Насколько успел понять Аллегри, такой финт ушами был вполне в духе Чапеля.
— И что теперь? — спросил он.
— Что-что, ищем, что. Ууст приказал обыскать все закоулки. Думаю, что не только затем, чтобы наказать преступника, но и чтобы тот убрал свои рисунки — ни король, ни придворные маги с этим не справились. Хотя, говорят, королеве они понравились, — стражник хихикнул, почти по-девичьи. — Если честно, — он понизил голос, — ходят слухи, что тот, кого мы ищем — не совсем человек. Дескать, у него что-то странное, с волосами.
Между тем, в таверне стало тихо. Шептались только Аллегри и молодой человек.
Они обратили на себя внимание. Один стражник, чья военная выправка странно контрастировала с жиденькими, совершенно нереспектабельными усами, направился в их сторону.
— Бесмир, кончай болтать! — заорал он, брызгая фонтанчиками слюны и отвесив собеседнику Аллегри подзатыльник. — Когда ты уже научишься держать язык за зубами?
Тот попытался замаскироваться под окружающую обстановку, но в толпе это было сложно.

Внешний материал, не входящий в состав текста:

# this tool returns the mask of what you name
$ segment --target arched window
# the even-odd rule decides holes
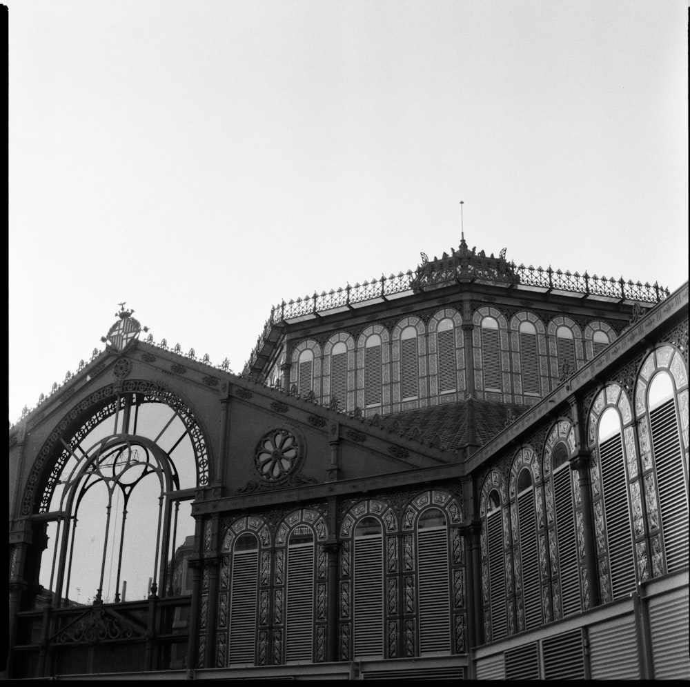
[[[527,468],[523,468],[518,476],[518,524],[525,629],[531,630],[542,624],[542,607],[534,487]]]
[[[285,660],[313,660],[314,635],[314,535],[298,525],[288,541]]]
[[[342,341],[331,352],[331,396],[338,399],[338,408],[347,408],[347,346]]]
[[[537,330],[531,322],[520,324],[520,357],[522,372],[522,391],[539,395],[539,357],[537,352]]]
[[[448,528],[437,508],[428,508],[417,526],[419,561],[420,653],[449,651]]]
[[[634,591],[635,558],[623,454],[620,416],[613,408],[602,413],[597,430],[604,499],[605,537],[611,593],[620,599]]]
[[[491,641],[508,634],[506,613],[505,551],[503,541],[503,519],[501,499],[493,490],[486,503],[486,544],[489,550],[489,597],[491,621]]]
[[[575,501],[571,473],[568,447],[560,442],[555,446],[551,455],[551,479],[558,542],[556,548],[558,578],[564,616],[579,613],[580,610]]]
[[[500,391],[500,339],[498,322],[493,317],[482,319],[482,357],[484,389],[487,391]]]
[[[657,372],[647,398],[667,572],[688,564],[687,475],[675,395],[671,376],[664,370]]]
[[[246,533],[235,541],[230,579],[230,662],[255,661],[259,541]]]
[[[417,330],[406,327],[400,335],[400,397],[403,401],[419,396],[420,366]]]
[[[308,348],[299,354],[297,367],[297,392],[300,396],[306,396],[312,390],[313,369],[314,352]]]
[[[367,408],[381,405],[382,390],[381,337],[372,334],[364,344],[364,402]]]
[[[383,530],[379,521],[362,518],[355,530],[355,657],[383,657]]]
[[[446,317],[436,329],[438,356],[438,390],[441,393],[455,391],[457,386],[455,365],[455,335],[453,320]]]
[[[558,371],[567,364],[571,372],[578,369],[575,359],[575,339],[569,327],[560,326],[556,330],[556,350],[558,355]]]
[[[137,385],[142,392],[126,390]],[[204,441],[170,392],[124,387],[59,436],[41,503],[48,548],[40,572],[28,572],[30,598],[39,584],[57,607],[144,599],[153,585],[161,595],[189,593],[181,575],[193,488],[208,479],[197,467]]]
[[[592,344],[594,347],[594,355],[598,355],[609,344],[609,337],[605,332],[600,330],[594,332],[592,337]]]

Усатый мужчина потащил Бесмира на улицу. Дальнейшую ругань расслышать не представлялось возможным.
— И как его допустили к службе? — удивлялись его товарищи, пробираясь к выходу. Художник затесался позади них. Судя по тону, вопрос для них давно превратился в риторический.

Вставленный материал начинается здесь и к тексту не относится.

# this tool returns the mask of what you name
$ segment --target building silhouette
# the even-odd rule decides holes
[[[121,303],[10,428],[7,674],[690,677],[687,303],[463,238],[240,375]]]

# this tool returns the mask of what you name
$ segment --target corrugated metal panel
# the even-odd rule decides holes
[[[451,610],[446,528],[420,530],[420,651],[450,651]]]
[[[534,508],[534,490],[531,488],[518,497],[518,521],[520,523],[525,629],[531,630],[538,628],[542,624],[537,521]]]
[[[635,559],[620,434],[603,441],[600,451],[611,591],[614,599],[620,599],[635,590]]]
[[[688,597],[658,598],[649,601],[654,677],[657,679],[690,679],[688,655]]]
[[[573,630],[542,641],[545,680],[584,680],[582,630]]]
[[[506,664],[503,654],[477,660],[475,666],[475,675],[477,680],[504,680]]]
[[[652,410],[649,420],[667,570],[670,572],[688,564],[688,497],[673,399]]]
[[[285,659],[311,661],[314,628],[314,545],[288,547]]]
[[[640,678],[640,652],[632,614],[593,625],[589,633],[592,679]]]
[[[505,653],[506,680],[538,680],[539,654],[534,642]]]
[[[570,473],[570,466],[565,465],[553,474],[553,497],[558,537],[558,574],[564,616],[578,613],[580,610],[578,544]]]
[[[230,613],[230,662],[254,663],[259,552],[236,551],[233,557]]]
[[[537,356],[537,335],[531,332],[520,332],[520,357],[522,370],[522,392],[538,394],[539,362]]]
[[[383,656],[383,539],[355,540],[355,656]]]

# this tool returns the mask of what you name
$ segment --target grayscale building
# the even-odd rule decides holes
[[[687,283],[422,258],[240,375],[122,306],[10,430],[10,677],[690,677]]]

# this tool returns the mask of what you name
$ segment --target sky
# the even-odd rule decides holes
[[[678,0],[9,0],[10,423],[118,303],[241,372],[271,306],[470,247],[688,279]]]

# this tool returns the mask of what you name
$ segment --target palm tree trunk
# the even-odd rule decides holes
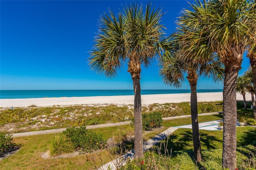
[[[252,65],[252,82],[253,83],[253,89],[254,91],[254,94],[256,94],[256,61],[253,60],[253,61],[250,58],[250,62],[251,62],[251,65]],[[256,119],[256,108],[253,110],[253,117],[255,119]]]
[[[143,136],[140,77],[132,78],[134,93],[134,154],[136,158],[143,157]]]
[[[255,104],[255,99],[254,98],[254,93],[253,92],[251,91],[251,95],[252,95],[252,110],[253,111],[253,116],[255,119],[256,115],[256,105]]]
[[[245,99],[245,93],[243,93],[242,95],[243,96],[243,99],[244,99],[244,107],[245,110],[247,110],[247,105],[246,104],[246,101]]]
[[[202,156],[200,143],[200,134],[197,110],[197,96],[196,94],[196,83],[190,81],[191,94],[190,96],[190,108],[193,133],[193,143],[195,158],[198,162],[202,161]]]
[[[223,150],[222,167],[234,170],[236,167],[236,92],[238,69],[225,65],[223,88]]]

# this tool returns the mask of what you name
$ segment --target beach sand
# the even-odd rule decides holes
[[[190,93],[142,95],[142,105],[153,103],[177,103],[190,101]],[[251,101],[250,95],[246,94],[246,101]],[[198,102],[220,101],[223,100],[222,92],[197,93]],[[242,96],[237,93],[237,100],[243,100]],[[87,97],[52,97],[33,99],[0,99],[0,107],[26,107],[32,105],[38,107],[74,105],[133,105],[134,95],[96,96]]]

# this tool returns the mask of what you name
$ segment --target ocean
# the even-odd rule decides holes
[[[198,90],[198,93],[221,92],[222,89]],[[141,90],[142,95],[185,93],[190,90]],[[132,90],[0,90],[0,99],[134,95]]]

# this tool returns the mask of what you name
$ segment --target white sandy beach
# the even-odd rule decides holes
[[[190,101],[190,93],[146,95],[141,96],[143,105],[158,103],[180,103]],[[246,100],[251,101],[250,95],[247,94]],[[198,101],[214,101],[223,100],[222,92],[202,93],[197,93]],[[237,93],[238,100],[243,100],[243,97]],[[113,104],[115,105],[133,105],[134,96],[96,96],[87,97],[52,97],[33,99],[0,99],[0,107],[26,107],[32,105],[38,107],[74,105],[96,105]]]

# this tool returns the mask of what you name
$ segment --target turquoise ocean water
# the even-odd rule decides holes
[[[222,92],[222,89],[198,90],[198,93]],[[142,90],[142,95],[185,93],[190,90]],[[0,90],[0,99],[134,95],[132,90]]]

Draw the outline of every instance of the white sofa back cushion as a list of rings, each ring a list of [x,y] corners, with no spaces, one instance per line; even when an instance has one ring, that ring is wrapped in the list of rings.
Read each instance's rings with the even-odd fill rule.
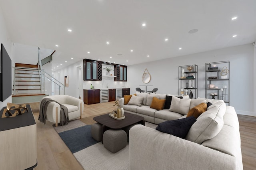
[[[213,105],[213,107],[199,116],[190,128],[186,139],[201,144],[220,132],[223,127],[223,115],[226,112],[226,104],[223,101],[221,102],[221,105]]]
[[[178,97],[172,97],[171,103],[171,107],[169,111],[171,111],[182,115],[187,115],[189,111],[190,105],[190,99],[181,99]]]
[[[144,99],[142,102],[142,104],[146,105],[147,104],[147,95],[146,93],[136,92],[136,95],[140,97],[143,97]]]
[[[152,93],[150,94],[148,94],[147,95],[147,104],[146,105],[150,106],[151,103],[152,103],[152,100],[153,100],[153,97],[156,97],[158,99],[159,99],[159,95],[158,94]]]
[[[136,105],[138,106],[141,106],[143,101],[144,98],[140,96],[136,96],[134,95],[132,95],[132,97],[130,99],[128,105]]]

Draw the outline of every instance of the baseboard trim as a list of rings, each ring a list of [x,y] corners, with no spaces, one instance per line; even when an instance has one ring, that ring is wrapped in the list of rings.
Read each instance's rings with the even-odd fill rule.
[[[238,110],[236,110],[236,114],[238,115],[254,116],[254,117],[256,117],[256,113],[255,112],[248,112],[247,111],[240,111]]]

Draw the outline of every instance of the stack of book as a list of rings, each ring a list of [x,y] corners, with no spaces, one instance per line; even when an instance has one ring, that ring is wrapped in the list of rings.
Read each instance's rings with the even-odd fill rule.
[[[186,77],[186,79],[194,79],[194,75],[188,75]]]

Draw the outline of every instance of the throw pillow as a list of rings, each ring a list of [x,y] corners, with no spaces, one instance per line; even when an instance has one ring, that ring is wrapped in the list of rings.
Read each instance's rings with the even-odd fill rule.
[[[180,99],[178,97],[172,97],[169,111],[187,115],[189,111],[191,100],[190,99]]]
[[[160,99],[156,97],[154,97],[153,100],[152,100],[150,108],[155,109],[158,111],[163,110],[165,103],[165,99]]]
[[[128,102],[128,105],[136,105],[138,106],[140,106],[142,103],[144,99],[144,98],[143,97],[140,97],[139,96],[132,95],[132,97],[131,97],[130,101]]]
[[[182,99],[182,96],[176,96],[177,97],[180,99]],[[172,96],[167,95],[166,97],[165,103],[164,103],[164,109],[168,109],[171,107],[171,103],[172,102]]]
[[[191,109],[202,103],[206,103],[206,100],[205,99],[192,99],[190,101],[190,105],[189,107],[189,109]]]
[[[212,103],[210,102],[207,102],[206,104],[207,105],[207,108],[208,108],[208,107],[209,107],[210,106],[212,105]]]
[[[200,116],[200,115],[206,111],[207,107],[207,105],[204,103],[202,103],[190,109],[186,117],[194,116],[195,118],[197,119]]]
[[[192,116],[166,121],[159,123],[156,129],[184,139],[190,127],[196,121],[196,119]]]
[[[159,96],[157,94],[152,94],[147,95],[147,104],[146,106],[150,106],[151,105],[151,103],[152,103],[152,100],[153,100],[153,97],[156,97],[158,99],[159,99]]]
[[[124,95],[124,105],[127,105],[128,104],[128,102],[130,101],[130,99],[131,99],[131,97],[132,97],[132,95]]]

Оказавшись на улице и впрягая Кость и Ночку в повозку, Аллегри ощутил легкий укол тревоги. Чапель был неизвестной величиной, и, хуже того — величиной неуправляемой, темной лошадкой, которая могла все испортить. Художник так и не понял, знает ли он о цели его путешествия, и если да — что собирается с этим делать? Могла ли хозяйка Хранилища ему рассказать, или она, как и обещала, сохранила тайну художника? Или он знал все изначально, но притворялся?
Аллегри усилием воли стряхнул с себя беспокойство. Были вещи, на которые он не мог повлиять: оставалось лишь сосредоточиться на всем остальном. По крайней мере, теперь он знал, куда двигаться. Где-то в осеморских горах его ждал Храм музыки, а в нем — табличка с письменами давно ушедшего народа.
А вот что путь через Степь закрыт, художник узнал, когда остановился на ночлег в Чору-Нери, маленьком городе на тройной границе — Чатала, Айзернен-Золена и Степи. Наступил месяц Саван, и тот, кто хотел пройти через нее в сторону Поющей пустыни, был все равно что мертв.